Jabs to prevent bacterial infections and flu are available for children. A new vaccine to combat the germs that commonly cause middle ear and ENT infections will also be here soon, he said.

 


SNORING
May be a symptom of several problems, such as blocked airways and obstructive sleep apnoea, where breathing is affected during sleep. The child may breathe loudly or snore. Sleep is restless.

Causes: Blockage of the airways by, for example, enlarged tonsils or excessive mucus.

Treatment: May include oral medication to help the child breathe during sleep or
surgery to remove obstructive tissue.

NOSE BLEED
Usually harmless and will go away when a child reaches puberty, between the ages of 10 and 17.

Causes: Nose picking, injuries, sneezing and rubbing the nose because of allergies and colds.

Treatment: Sit up and lean head forward, pinch the lower soft portion of nostrils for five to 10 minutes and breathe through the mouth. In severe cases, chemical or electrical cauterisation may be needed.

OTITIS MEDIA
Collection of fluid in the middle ear, known as “glue ear”. Leads to ear aches and hearing loss. The child may be fussy, sleep poorly, tug at his ear and do poorly in learning.

Causes: Usually occurs when the eustachian tube, which connects the middle ear to the back of the nose, is blocked and cannot drain fluids from the ear.

Treatment: Antibiotics, decongestants and nasal sprays. Surgery to create a hole in the ear drum to drain out fluid may be needed.

Tips: Keep the ears dry as water in the middle ear increases the chance of infection. Do not allow shower sprays to be directed into the ears and wear ear plugs when swimming.

IMPACTED EAR WAX
Ear wax is naturally removed by the ears when the upper layer of the ear skin slowly pushes it outwards. When wax is impacted, hearing loss may occur. Water trapped inside the  ear after a shower or swimming
will cause the wax to expand. This can cause pain and sudden hearing loss.

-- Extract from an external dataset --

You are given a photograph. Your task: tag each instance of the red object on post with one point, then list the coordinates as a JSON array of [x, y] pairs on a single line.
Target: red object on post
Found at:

Causes: Overproduction of wax or attempts to remove ear wax packs it in.

Treatment: Special ear wax preparations, mineral oil and glycerin to loosen or soften the wax.

Tips: Do not try to remove hardened wax: It can cause abrasion and pain in the delicate ear canal. Avoid using cotton buds as they push the wax in.

ENLARGED TONSILS & ADENOIDS
Tonsils and adenoids produce antibodies to ward off germs that invade the nose, mouth and throat. The connected ENT network means other problems like middle ear infection and snoring can occur when these
tissues are infected.

Causes: Infection of the tonsils and adenoids. Some children are born with large tonsils and adenoids that obstruct airways.

Treatment: Antibiotics to treat infection or surgery.